You should be wary if the travel provider has no ATOL number, or if the number doesn't have four or five digits.
If you aren't sure about the website, don't book through it.
Another key term Brits should be aware of is ABTA. While ATOL protects flight-based packages, ABTA protects everything else such as cruise or self-drive trips.
Are package holidays protected?
As Mr Fankhauser outlines, if you're booking or have already booked a package holiday that comes with a flight with Thomas Cook then you're covered by the ATOL scheme.
It's a legal requirement for every UK travel company that sells package holidays to hold an Air Travel Organisers' Licence – or ATOL.
ATOL protection means you won't be stranded abroad if the company goes bust and you will be refunded for trips that can't go ahead. See the box above for more on this.
You may also be protected by ATOL if you bought flights, and other elements of your holiday, such as accommodation, from Thomas Cook within 24 hours.

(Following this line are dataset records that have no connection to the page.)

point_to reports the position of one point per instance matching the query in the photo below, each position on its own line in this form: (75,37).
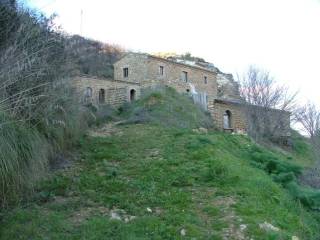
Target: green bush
(270,163)
(307,196)
(23,159)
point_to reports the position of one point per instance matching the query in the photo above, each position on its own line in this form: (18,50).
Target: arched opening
(132,95)
(87,94)
(102,95)
(227,120)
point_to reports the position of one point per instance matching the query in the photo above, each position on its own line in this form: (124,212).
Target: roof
(170,61)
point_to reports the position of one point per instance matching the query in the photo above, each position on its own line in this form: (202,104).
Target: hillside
(158,170)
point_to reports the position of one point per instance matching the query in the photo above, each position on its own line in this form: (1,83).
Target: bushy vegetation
(40,115)
(198,182)
(92,57)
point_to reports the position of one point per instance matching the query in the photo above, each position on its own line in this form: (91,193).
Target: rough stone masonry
(216,92)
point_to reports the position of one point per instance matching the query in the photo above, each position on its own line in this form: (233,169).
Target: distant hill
(159,171)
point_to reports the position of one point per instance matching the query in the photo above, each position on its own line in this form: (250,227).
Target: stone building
(215,91)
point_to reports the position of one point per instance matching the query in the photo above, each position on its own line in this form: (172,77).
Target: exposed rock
(243,227)
(200,130)
(121,215)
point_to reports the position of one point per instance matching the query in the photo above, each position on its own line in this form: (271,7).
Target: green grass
(165,177)
(166,107)
(186,179)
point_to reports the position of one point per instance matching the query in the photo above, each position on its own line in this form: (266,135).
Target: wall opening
(87,94)
(102,96)
(227,120)
(132,95)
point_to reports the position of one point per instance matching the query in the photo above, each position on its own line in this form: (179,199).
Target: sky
(281,36)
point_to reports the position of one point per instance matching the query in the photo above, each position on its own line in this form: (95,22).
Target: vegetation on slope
(158,180)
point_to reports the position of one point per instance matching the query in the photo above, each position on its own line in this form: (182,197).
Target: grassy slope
(203,183)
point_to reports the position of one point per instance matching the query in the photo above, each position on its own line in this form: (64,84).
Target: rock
(203,130)
(183,232)
(200,130)
(115,215)
(243,227)
(268,226)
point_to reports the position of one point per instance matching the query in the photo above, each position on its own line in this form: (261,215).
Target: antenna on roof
(81,16)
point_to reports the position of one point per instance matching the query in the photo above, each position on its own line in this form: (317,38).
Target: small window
(125,72)
(88,94)
(132,95)
(161,70)
(227,120)
(184,76)
(102,96)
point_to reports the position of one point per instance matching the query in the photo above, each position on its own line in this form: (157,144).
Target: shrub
(23,159)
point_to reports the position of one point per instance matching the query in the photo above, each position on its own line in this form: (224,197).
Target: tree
(309,117)
(268,104)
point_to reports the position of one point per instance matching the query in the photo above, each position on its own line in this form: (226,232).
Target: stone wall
(145,70)
(173,76)
(238,118)
(137,68)
(115,92)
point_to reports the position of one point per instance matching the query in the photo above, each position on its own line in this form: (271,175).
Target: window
(87,94)
(102,96)
(132,95)
(161,70)
(227,120)
(184,76)
(125,72)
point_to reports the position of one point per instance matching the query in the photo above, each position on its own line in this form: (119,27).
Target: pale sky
(282,36)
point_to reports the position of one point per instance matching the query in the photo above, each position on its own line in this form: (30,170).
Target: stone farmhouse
(213,90)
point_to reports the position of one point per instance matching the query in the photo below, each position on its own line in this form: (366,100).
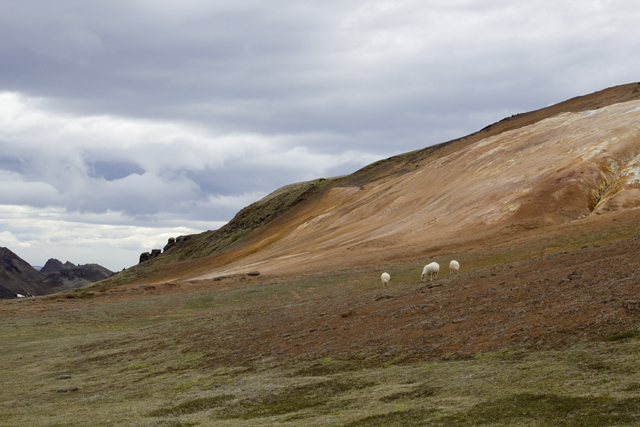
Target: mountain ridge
(18,277)
(322,213)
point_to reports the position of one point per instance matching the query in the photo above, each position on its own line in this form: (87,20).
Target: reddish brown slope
(550,166)
(553,171)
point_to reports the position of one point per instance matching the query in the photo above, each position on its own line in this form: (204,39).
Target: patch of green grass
(192,406)
(548,410)
(137,365)
(521,409)
(411,417)
(500,355)
(292,400)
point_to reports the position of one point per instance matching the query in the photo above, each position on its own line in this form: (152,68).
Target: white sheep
(430,269)
(454,266)
(385,279)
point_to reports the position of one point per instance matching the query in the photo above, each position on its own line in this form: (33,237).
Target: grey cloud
(193,109)
(113,169)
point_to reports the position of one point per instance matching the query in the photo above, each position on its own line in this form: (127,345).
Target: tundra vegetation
(249,350)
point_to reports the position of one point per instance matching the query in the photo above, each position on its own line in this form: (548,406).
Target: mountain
(68,275)
(18,277)
(573,161)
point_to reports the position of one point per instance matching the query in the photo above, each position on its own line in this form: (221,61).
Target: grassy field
(158,355)
(135,362)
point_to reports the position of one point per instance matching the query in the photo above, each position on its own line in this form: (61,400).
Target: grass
(138,373)
(154,360)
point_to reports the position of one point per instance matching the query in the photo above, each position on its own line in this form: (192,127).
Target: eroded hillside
(560,164)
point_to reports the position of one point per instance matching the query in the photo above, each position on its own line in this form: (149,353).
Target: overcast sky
(124,123)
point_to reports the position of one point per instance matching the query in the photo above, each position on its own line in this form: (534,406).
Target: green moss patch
(192,406)
(292,400)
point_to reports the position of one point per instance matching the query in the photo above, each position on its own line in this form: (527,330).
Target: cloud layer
(158,115)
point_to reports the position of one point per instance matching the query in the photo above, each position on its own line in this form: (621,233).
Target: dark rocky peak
(53,265)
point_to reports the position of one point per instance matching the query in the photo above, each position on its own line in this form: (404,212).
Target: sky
(124,123)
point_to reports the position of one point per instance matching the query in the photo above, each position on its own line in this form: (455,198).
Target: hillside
(559,164)
(19,277)
(540,327)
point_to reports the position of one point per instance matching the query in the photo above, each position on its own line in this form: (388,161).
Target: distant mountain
(18,277)
(573,161)
(68,275)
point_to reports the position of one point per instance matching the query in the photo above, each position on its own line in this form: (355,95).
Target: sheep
(430,269)
(385,279)
(454,266)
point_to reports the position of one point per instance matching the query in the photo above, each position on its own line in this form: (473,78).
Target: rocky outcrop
(68,275)
(18,277)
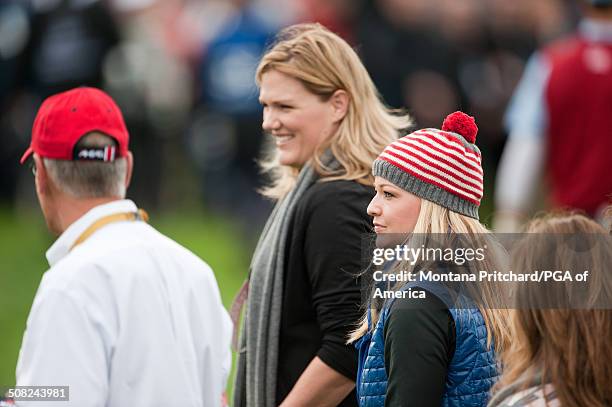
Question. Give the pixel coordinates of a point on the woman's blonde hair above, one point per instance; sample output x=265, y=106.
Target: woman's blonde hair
x=569, y=348
x=436, y=220
x=324, y=63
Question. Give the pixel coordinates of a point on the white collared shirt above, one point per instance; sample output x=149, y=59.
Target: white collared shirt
x=128, y=318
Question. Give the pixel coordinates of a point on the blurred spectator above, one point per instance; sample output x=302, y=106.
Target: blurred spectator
x=407, y=58
x=225, y=137
x=561, y=354
x=15, y=30
x=559, y=121
x=152, y=83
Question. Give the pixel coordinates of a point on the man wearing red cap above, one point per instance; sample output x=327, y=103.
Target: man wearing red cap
x=124, y=316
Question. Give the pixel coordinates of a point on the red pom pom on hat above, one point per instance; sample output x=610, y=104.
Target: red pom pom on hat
x=463, y=124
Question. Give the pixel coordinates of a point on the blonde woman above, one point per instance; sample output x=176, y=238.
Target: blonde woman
x=425, y=351
x=561, y=357
x=327, y=124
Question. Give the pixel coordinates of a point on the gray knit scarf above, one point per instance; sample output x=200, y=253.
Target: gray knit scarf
x=255, y=383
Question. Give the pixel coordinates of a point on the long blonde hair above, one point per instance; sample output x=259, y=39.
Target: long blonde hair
x=569, y=348
x=324, y=63
x=435, y=219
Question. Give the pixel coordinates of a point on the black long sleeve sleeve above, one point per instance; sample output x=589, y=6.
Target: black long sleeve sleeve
x=419, y=345
x=321, y=299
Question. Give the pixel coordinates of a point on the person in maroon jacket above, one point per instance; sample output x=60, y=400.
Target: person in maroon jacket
x=559, y=120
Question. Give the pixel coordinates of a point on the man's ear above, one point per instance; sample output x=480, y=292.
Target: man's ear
x=43, y=183
x=130, y=166
x=339, y=102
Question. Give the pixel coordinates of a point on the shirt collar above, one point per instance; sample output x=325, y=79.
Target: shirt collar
x=597, y=31
x=62, y=245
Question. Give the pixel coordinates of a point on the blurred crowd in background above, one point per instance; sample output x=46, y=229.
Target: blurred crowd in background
x=183, y=73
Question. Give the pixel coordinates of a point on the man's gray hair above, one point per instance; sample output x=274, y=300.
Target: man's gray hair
x=89, y=179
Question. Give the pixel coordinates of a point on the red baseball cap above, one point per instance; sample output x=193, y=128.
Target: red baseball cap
x=64, y=118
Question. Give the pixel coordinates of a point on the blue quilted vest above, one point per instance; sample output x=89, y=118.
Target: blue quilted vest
x=472, y=372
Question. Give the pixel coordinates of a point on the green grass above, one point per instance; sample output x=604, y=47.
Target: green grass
x=24, y=240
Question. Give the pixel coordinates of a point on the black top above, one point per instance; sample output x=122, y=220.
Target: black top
x=419, y=346
x=321, y=297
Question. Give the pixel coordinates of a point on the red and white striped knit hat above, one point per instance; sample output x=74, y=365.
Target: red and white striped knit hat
x=442, y=166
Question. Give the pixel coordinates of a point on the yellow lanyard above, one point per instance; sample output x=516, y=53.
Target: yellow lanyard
x=117, y=217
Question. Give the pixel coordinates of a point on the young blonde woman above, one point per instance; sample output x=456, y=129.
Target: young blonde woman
x=327, y=124
x=426, y=351
x=561, y=357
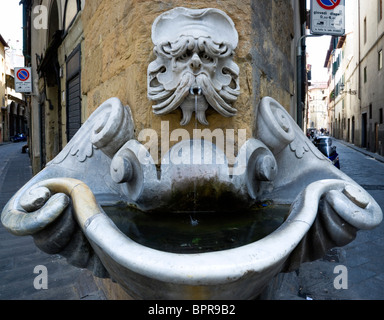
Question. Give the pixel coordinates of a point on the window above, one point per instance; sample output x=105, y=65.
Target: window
x=365, y=74
x=72, y=7
x=365, y=30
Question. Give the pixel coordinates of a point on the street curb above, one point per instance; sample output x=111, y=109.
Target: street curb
x=361, y=150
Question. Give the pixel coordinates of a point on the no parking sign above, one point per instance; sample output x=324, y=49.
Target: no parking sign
x=328, y=17
x=23, y=80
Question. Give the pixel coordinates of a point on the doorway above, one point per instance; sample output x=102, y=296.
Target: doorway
x=364, y=126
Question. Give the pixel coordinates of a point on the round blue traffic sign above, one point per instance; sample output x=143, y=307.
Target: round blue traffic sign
x=328, y=4
x=22, y=75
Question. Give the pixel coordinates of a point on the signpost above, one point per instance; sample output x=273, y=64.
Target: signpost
x=328, y=17
x=23, y=80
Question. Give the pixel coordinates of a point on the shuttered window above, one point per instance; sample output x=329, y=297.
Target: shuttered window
x=73, y=93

ABTA, which Thomas Cook is a member of, has also confirmed to The Sun that it covers Thomas Cook package holidays without a flight.
This means it will arrange for you to get home if a company goes bust while you're abroad, or it will refund you if this happens before your trip.
That said, if part of the Thomas Cook business is sold, you may notice some changes to your holiday, such as the dates, hotel or flight times.
Are flights safe?
Flight-only bookings with Thomas Cook are not ATOL or ABTA protected – so you won't have the same cover.
And Thomas Cook has confirmed there is no separate protection scheme in place for flight-only bookings.
How can I protect myself?
To protect your flight – as well as your package holiday – make sure you pay on card.
This is because credit card providers are jointly liable when a purchase or service isn't fulfilled under Section 75 of the Consumer Credit Act – as long as you pay at least £100.
If you pay less than £100 on credit card or you pay on debit card you have similar rights to a refund under your card provider's chargeback scheme.
But unlike Section 75, this is not a legal guarantee so you may not get your money back.
And you're also unlikely to get the cost of your hotel or car hire back as technically these companies are still able to provide you the service.
Another way to protect yourself is to check if your travel insurance covers you for airline or tour operator failure.
ABTA warns that very few travel insurance policies cover company failures, so you may need to take out an add-on policy.
You should also always take out travel insurance from the moment you book a holiday so you're covered before you even go away.
See our cheap travel insurance guide for top tips to getting the best cover.
Martyn James from Resolver said: "When you book a holiday you enter in to a contract – so if another business takes over then your holiday transfers over to the new owners and you shouldn't experience any problems.
"However it pays to know your rights if a mistake or problem occurs.
"If the firm changes something about the holiday significantly (like the dates, hotel, flights) then you should be able to cancel without penalty – though I'd expect them to come up with a suitable alternative."
"However, always take out a good travel insurance policy – and make sure it begins from the moment you book, so you're covered if you can't travel for any reason."